Going to the garden to eat worms...

I vaguely recall a childhood rhyme that started with 'Nobody likes me, everybody hates me' and ended in a sulk when the with the words..'I'm going to the garden to eat worms'. I'd like to update or amend that a little to present day child/adult 'woe is me, I'm a lone gardener' to 'I'm going to the garden to feed the worms'.

Because I now have the perfect worm bin - our old toilet, which with one or two pots inside the basin can be transformed into a worm farm extraordinaire...once I find my worms.
If I buy them from Mitre 10, which you can, they come in a box, they cost about $30 for a thousand or so. I don't know how they count them but surely they must do at the worm factory to make sure customers aren't disappointed to stop people saying I bought this box and there were only 999.
Or maybe it goes by weight. I have bought worms before and put them in my compost bin and they escaped into the garden so who knows where they live now. I don't think its a good idea to go hunting for them again and trying to convince them to live in a new fangled toilet building, which is why I am going the import route and getting new migrant worker worms in.

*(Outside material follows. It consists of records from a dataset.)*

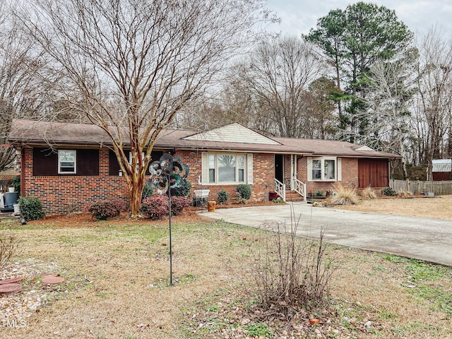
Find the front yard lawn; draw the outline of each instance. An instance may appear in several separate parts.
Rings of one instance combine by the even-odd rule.
[[[19,240],[12,262],[26,275],[22,292],[0,297],[2,338],[452,338],[451,268],[328,245],[331,309],[282,327],[254,307],[253,250],[263,231],[175,218],[169,286],[167,220],[1,225]],[[44,285],[44,273],[66,281]],[[41,306],[15,318],[15,302],[36,295]]]

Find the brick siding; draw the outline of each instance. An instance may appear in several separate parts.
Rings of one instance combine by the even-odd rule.
[[[129,193],[126,181],[119,176],[109,175],[109,151],[99,150],[98,176],[33,176],[32,149],[24,148],[25,164],[23,177],[25,191],[23,196],[39,198],[42,202],[44,212],[48,215],[64,214],[69,210],[81,211],[91,203],[102,199],[120,198],[129,201]],[[191,196],[195,189],[208,189],[210,192],[208,200],[217,201],[218,193],[225,189],[230,193],[230,198],[235,196],[237,184],[198,184],[201,174],[201,153],[198,151],[179,150],[174,155],[190,167],[187,179],[191,183]],[[274,176],[273,155],[255,153],[253,156],[253,184],[251,197],[253,201],[265,201],[268,191],[272,190]]]

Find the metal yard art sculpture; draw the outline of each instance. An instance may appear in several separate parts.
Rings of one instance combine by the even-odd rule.
[[[183,164],[180,157],[165,153],[149,165],[148,183],[155,186],[157,194],[165,194],[169,189],[184,186],[189,170],[189,165]]]
[[[190,167],[183,164],[179,157],[173,157],[165,153],[157,161],[149,165],[150,178],[148,183],[155,187],[157,194],[168,194],[168,210],[170,211],[170,285],[172,282],[172,244],[171,241],[171,190],[183,187],[186,184]]]

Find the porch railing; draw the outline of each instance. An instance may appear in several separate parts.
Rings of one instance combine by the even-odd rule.
[[[307,201],[306,183],[299,180],[297,178],[292,178],[292,189],[302,196],[304,201]]]
[[[276,179],[275,179],[275,191],[285,201],[285,185]]]

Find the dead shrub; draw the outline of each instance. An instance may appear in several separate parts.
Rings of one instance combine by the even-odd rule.
[[[261,238],[254,253],[253,273],[263,317],[283,315],[289,322],[297,314],[323,310],[329,304],[333,270],[324,256],[323,232],[319,241],[300,238],[299,224],[292,210],[290,229],[278,223],[277,232]]]
[[[18,244],[17,239],[11,234],[0,235],[0,271],[9,263],[18,249]]]
[[[366,187],[361,191],[359,195],[367,199],[376,199],[377,198],[376,193],[371,187]]]
[[[400,198],[410,198],[412,196],[412,193],[411,193],[410,191],[397,191],[397,196],[400,196]]]
[[[356,205],[359,201],[356,188],[351,186],[335,185],[335,194],[330,198],[331,205]]]

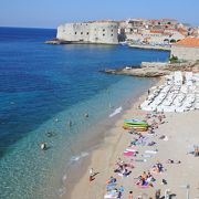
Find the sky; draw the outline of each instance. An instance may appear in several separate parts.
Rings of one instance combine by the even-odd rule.
[[[0,0],[0,27],[56,28],[128,18],[175,18],[199,25],[199,0]]]

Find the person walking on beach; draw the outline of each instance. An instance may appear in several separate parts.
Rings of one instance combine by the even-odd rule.
[[[90,182],[93,180],[93,168],[90,169]]]
[[[156,199],[160,199],[160,189],[156,190],[155,197],[156,197]]]
[[[133,191],[129,191],[128,199],[133,199]]]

Come live in my worm hotel! I will entice them with shredded old penpal letters and delicious chinese food scraps that Martha won't eat. Fed and housed, they can then get on with the job of providing vermicast - worm tea which is rich liquid fertiliser for my garden. Who says I cannot be the CEO of my very own worm tea factory?

Mum said I might want to grow plants in the old toilet but I will have to tell her of my other plans, besides, no plants want the indignity of having an old toilet bowl for their container. Even if from very far away and you are not wearing your glasses it could pass off as a classical urn.

As for our new toilet well you'll be pleased to know if you do ever come to visit, that we have got a new one that flushes normally, doesn't leak and you won't have to go in a bucket. It is connected up to the wonderful Auckland sewage system, which we pay rates for. We are not hippies!